GB: Ma réponse est claire: il est sujet mais pas de lui-même. Des gens qui sont contents de la destinée sociale que la société leur assigne, il y en a eu des millions, fort heureusement d’ailleurs. Chez les Grecs, les Romains, au Moyen-Âge, dans les Temps modernes, il y en a eu des millions. Je me souviens d’avoir eu à présenter cette question au CriDIS (Centre de recherches interdisciplinaires, Démocratie, Institutions, Subjectivité) de l’UCL. On m’a objecté: « Alors on n’est sujet que dans la souffrance? ». Que se passe-t-il avec ceux qui sont contents de leur destinée sociale? Si mon papa était notaire et si, moi, j’ai toujours vécu avec mon papa notaire et que je l’aimais beaucoup et me suis identifié à lui et si, en plus, pour couronner le tout, il m’a cédé son étude quand il a pris sa retraite… Alors, je suis devenu notaire et je me sens très bien.

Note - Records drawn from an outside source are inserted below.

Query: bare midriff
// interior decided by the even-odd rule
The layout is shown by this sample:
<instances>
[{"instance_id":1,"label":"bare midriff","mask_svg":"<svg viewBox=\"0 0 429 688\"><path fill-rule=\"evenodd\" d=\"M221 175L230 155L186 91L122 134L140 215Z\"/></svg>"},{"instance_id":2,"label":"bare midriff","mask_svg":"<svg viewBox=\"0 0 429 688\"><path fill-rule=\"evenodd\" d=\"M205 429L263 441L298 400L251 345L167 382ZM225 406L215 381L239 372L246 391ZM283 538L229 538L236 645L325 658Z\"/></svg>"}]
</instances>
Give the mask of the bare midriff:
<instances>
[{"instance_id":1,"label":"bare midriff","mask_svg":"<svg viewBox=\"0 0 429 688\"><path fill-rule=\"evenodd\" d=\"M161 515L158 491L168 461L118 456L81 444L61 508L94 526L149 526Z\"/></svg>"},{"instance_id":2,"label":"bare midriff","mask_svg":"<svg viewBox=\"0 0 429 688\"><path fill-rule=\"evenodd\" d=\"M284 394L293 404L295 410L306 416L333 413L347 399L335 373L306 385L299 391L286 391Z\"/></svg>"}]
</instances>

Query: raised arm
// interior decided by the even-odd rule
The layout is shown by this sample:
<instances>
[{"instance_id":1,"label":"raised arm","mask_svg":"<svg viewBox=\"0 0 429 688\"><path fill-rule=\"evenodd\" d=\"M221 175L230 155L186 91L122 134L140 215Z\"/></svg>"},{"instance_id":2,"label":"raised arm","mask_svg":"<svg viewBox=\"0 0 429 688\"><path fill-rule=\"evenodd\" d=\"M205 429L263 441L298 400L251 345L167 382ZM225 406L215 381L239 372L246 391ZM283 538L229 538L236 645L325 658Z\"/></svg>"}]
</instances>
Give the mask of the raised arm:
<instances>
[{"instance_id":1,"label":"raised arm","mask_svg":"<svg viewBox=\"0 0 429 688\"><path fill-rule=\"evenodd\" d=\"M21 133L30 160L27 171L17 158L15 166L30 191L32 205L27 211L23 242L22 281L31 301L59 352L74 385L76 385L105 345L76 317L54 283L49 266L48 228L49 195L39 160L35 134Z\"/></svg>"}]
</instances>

Je me suis marié, j’ai quatre enfants, j’ai une belle maison, une bagnole, je rencontre des tas de gens à qui je suis utile, je suis content, je gagne bien ma vie, je ne vois pas ce que je changerai d’important. Devrait-on penser de celui-là qu’il n’est pas sujet? Pas du tout. Il l’est, mais de la société, comme on peut être sujet de Dieu, du roi, de la Raison, de la Patrie, de toutes choses qui sont extérieures de la conscience. Je crois qu’on est sujet dans tous les modèles culturels, mais pas sujet de soi-même. Ainsi, les gens avec lesquels j’ai travaillé pour écrire mes livres, et ceux avec lesquels tu as travaillé toi aussi pour réaliser ta thèse3, crois-tu qu’ils auraient pu exister il y a 50 ou 100 ans? C’est vrai qu’en Afrique c’est une situation assez particulière, mais je pense que les principes de sens du modèle culturel subjectiviste sont en train de se répandre dans le monde entier avec la mondialisation et, en tout cas, chez la jeunesse des villes du monde. Je pense que c’est la première fois dans l’histoire de l’humanité qu’un modèle culturel, comme celui-là, devient dominant et règne sur les mentalités des gens. Il se répand, même s’il suscite de fortes résistances en beaucoup d’endroits, surtout chez les peuples de vieille culture qui viennent à peine de se débarrasser du modèle culturel progressiste dit de la première modernité et qui, parfois, voudraient retrouver leur culture traditionnelle, celle du buen vivir en Amérique latine, par exemple.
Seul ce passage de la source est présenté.